夏天到海灘上去拾貝殼,可說是游水以外的最有趣的娛樂。這種娛樂對於成人
和孩子是一樣的適宜。香港本是一個搜集貝殼的理想地點。只是開闢已久和遊客大
多的沙灘,如淺水灣等處,已經不容易找到完整的和新奇少見的種類。有搜集貝殼
癖的人,是該向較冷僻的以及離島的沙灘上去搜尋的。
不僅香港的海濱有多少種貝類,無法數得清,就是世上的貝類共有多少種,也
沒有正確的統計。從前志秉先生曾寫過幾篇研究香港貝殼的文章,發表在《香港自
然學家》季刊上,一共著錄了八十種。他的資料都是從香港島、九龍以及長洲、舶
寮洲等處搜集來的。文章並不曾寫完,後來不知怎樣竟沒有繼續寫下去了。
「貝類」本來都是活的軟體動物,但我們在沙灘上所拾得的貝殼,裡面的「屋
主」早已沒有了,而且經過海水的沖洗和日光的漂白,貝殼的裡外已經變得非常干
淨,因此,色澤也是啞暗無光的牙白色居多。
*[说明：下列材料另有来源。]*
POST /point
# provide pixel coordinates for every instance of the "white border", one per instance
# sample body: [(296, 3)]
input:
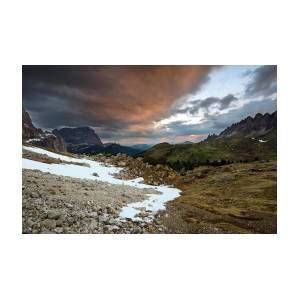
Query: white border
[(149, 267)]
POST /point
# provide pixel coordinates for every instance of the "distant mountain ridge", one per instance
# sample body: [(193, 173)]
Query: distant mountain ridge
[(37, 137), (110, 148), (248, 140), (252, 127), (78, 136)]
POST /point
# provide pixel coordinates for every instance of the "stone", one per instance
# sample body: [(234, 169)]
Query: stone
[(54, 214), (93, 224), (48, 223)]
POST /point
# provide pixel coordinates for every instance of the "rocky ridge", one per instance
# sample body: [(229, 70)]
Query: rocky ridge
[(37, 137)]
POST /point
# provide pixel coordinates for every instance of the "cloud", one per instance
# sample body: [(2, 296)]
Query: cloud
[(112, 97), (263, 82)]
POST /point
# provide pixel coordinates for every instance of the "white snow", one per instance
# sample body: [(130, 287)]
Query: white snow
[(34, 140), (154, 203)]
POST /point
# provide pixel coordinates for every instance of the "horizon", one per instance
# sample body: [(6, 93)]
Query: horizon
[(148, 104)]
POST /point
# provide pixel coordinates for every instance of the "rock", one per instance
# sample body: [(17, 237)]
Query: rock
[(93, 224), (48, 223), (54, 214)]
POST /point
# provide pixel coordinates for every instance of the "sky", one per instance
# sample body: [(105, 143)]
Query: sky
[(148, 104)]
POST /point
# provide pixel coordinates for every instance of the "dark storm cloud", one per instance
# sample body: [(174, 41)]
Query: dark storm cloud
[(206, 103), (215, 123), (110, 97), (263, 82)]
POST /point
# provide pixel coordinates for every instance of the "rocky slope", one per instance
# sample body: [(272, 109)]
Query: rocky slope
[(252, 127), (249, 140), (37, 137), (78, 136)]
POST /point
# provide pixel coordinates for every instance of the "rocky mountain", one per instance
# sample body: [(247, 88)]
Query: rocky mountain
[(110, 148), (252, 127), (78, 136), (249, 140), (37, 137), (141, 147)]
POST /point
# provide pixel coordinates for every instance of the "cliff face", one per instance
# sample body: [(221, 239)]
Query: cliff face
[(37, 137), (78, 136), (259, 125)]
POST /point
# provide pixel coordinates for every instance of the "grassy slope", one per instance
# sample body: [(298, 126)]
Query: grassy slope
[(240, 198), (235, 148)]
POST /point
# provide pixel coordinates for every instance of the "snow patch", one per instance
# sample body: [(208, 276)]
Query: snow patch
[(154, 203)]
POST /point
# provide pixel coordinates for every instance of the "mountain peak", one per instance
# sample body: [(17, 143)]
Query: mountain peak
[(260, 124), (78, 135)]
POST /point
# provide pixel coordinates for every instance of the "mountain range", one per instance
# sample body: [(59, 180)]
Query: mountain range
[(248, 140), (38, 137), (253, 138)]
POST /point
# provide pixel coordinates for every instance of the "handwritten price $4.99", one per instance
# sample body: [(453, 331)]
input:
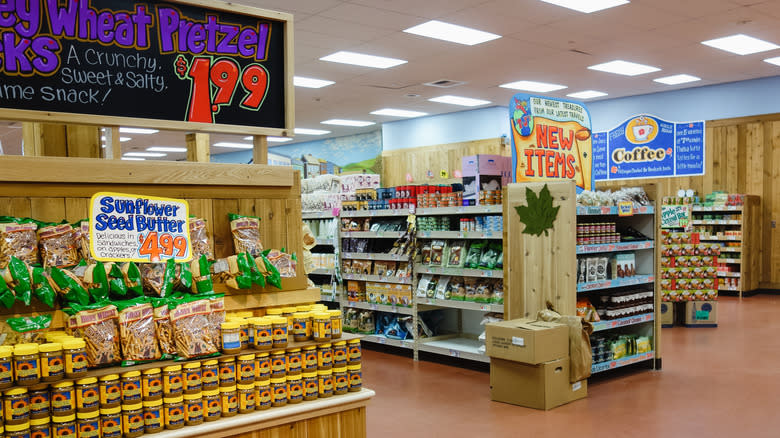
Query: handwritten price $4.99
[(214, 82), (155, 245)]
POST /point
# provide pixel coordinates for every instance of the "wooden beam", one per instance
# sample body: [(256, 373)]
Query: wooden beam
[(260, 151), (198, 147)]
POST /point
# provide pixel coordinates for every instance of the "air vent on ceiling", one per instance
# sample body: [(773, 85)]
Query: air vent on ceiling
[(444, 83)]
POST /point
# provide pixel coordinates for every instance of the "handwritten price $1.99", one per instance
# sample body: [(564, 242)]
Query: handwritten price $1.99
[(214, 82), (154, 245)]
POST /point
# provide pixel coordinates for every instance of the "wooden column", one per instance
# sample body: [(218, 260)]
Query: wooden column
[(260, 151), (198, 147)]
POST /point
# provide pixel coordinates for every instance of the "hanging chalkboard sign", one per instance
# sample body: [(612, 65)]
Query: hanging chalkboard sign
[(184, 65)]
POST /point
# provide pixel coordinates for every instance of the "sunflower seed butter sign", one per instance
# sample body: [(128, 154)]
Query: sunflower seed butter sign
[(645, 146), (134, 228), (551, 140), (149, 60)]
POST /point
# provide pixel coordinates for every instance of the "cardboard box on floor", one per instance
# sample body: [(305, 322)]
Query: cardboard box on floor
[(527, 340), (542, 386)]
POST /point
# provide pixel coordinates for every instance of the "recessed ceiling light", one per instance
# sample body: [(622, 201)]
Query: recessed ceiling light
[(741, 44), (587, 94), (228, 144), (539, 87), (165, 149), (138, 131), (587, 6), (345, 122), (300, 81), (392, 112), (452, 32), (624, 68), (457, 100), (362, 59), (144, 154), (307, 131), (677, 79)]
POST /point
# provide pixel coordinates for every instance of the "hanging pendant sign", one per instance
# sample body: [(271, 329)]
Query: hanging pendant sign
[(135, 228), (551, 140)]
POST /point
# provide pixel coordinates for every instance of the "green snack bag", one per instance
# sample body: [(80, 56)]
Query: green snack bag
[(42, 289)]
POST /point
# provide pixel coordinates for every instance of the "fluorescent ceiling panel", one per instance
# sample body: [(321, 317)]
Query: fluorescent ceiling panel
[(677, 79), (300, 81), (458, 100), (587, 94), (362, 59), (539, 87), (345, 122), (741, 44), (452, 32), (587, 6), (625, 68)]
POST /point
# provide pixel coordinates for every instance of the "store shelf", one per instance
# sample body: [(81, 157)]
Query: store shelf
[(465, 305), (461, 272), (376, 213), (630, 360), (477, 209), (378, 278), (614, 247), (374, 256), (379, 307), (373, 234), (622, 322), (460, 234), (604, 211), (618, 282), (463, 348), (384, 340)]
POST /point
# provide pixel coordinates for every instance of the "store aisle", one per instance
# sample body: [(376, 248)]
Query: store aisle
[(714, 382)]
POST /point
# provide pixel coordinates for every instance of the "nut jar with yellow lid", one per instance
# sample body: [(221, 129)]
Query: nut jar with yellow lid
[(133, 420), (151, 384), (279, 333), (153, 416), (131, 387), (111, 422), (193, 409), (231, 337), (212, 405), (245, 369), (193, 378), (321, 327), (40, 402), (173, 384), (63, 425), (209, 374), (16, 406), (229, 398), (63, 399), (52, 362), (88, 424), (173, 412), (263, 333), (40, 428), (6, 366), (87, 395), (262, 394), (110, 391), (27, 364), (75, 352)]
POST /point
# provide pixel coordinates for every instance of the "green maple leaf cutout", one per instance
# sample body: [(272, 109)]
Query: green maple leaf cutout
[(539, 215)]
這些「房屋」的主人,有些可以供食
用,被人們認為是海中的珍味,有些可以作裝飾品。但大多數的貝類,好像自生自
滅,除了它們的空殼被人拾去作搜集品以外,對於人類沒有什麼關係,其實並非這
樣。這些大大小小數不清的軟體動物,靠了它們的分泌物將岩石和砂粒團結起來,
造成一道堅固的防線,抵禦海浪和潮汛的襲擊。對於保持海岸崖面完整和防止水災,
它們實在是一批對於人類有益的無名英雄。
中國古時曾經以貝殼為貨幣,這就是寶貝的貝字由來。這種當錢使用的貝殼,
是一種橢圓形的小貝殼,外面很光滑,淺黃色,口上好像有兩排牙齒。這種「錢貝」
至今還被南太平洋許多小島上的土人當作珍物,成串的穿起來掛在身上。
構成海灘上那許多貝殼的原物,不論大小,若是殼狀是漩渦形或是筒狀的,我
們大都叫它們為螺;若是由兩片扁平的殼構成的,這便是蛤蟶蚶蜆之類。此外還有
單片的,殼形像蛤蚶,但是只有一片,被我們通稱為鮑魚的石決明,就是屬於這一
類。不過,構成沙灘上的數不清的貝殼成分,還不只上述三類。有許多細小的白珊
瑚枝,以及小蟹的空殼,有時也成為搜集貝殼者的注意對象。
香港人常吃的響螺,它的形狀就是螺類的代表形狀之一。響螺的殼外邊作污黃
色,裡面有很厚的磁質,作淺肉色,閃閃有光。這種螺殼將尾部磨破少許,可以吹
得響,所以稱為響螺,也就是古人所說的「大吹法螺」的法螺。這不僅被道士用來
作招魂之用,就是一般漁船出海,有時也吹這東西來互相打招呼。
螺旋形的尖而長的筍螺,那模樣和寧波人所愛吃的海獅差不多,乃是沙灘上最
常見到的貝殼之一。海獅是污黑色的,但是沙灘上的筍螺殼,經過多時潮水的洗刷
和日光的照射,大都變成白色。沿著螺旋殘留著咖啡色的斑紋,色彩的雅淡該是女
人夏季衣料圖案最好的設計。還有一種芋螺,橢圓形像是小芋仔,殼上有黃色和黑
色的網紋,非常美麗。
在香港海灘上最容易拾到的貝殼,除了白鬼的筍螺殼之外,便要數到本來該是
兩片合在一起的艦殼了,細小的白蜆殼,有的僅有半英吋大,其薄如紙,殼上也有
一層層的暈紋。若是能找到一批完整的,由小至大排在一起,看來也頗有趣。古人
說蛤蜆之類殼上的暈紋,是每經潮水一次就多一層的,像樹幹的年輪那樣,這話恐
怕不可靠。
蜂房狀和蘭花形的珊瑚石,也該是在海灘搜集貝殼最不宜放過的東西。形狀整
齊的珊瑚石,潔白無瑕,不僅放在案上可以作紙鎮,同時也可以放在熱帶魚的缸裡,
或者埋在松樹和文竹的盆景裡作搭配。若是嫌所找得的珊瑚石不夠潔白,可以在雨
天放在簷溜下去沖洗,隔了相當時日,自然會潔白的。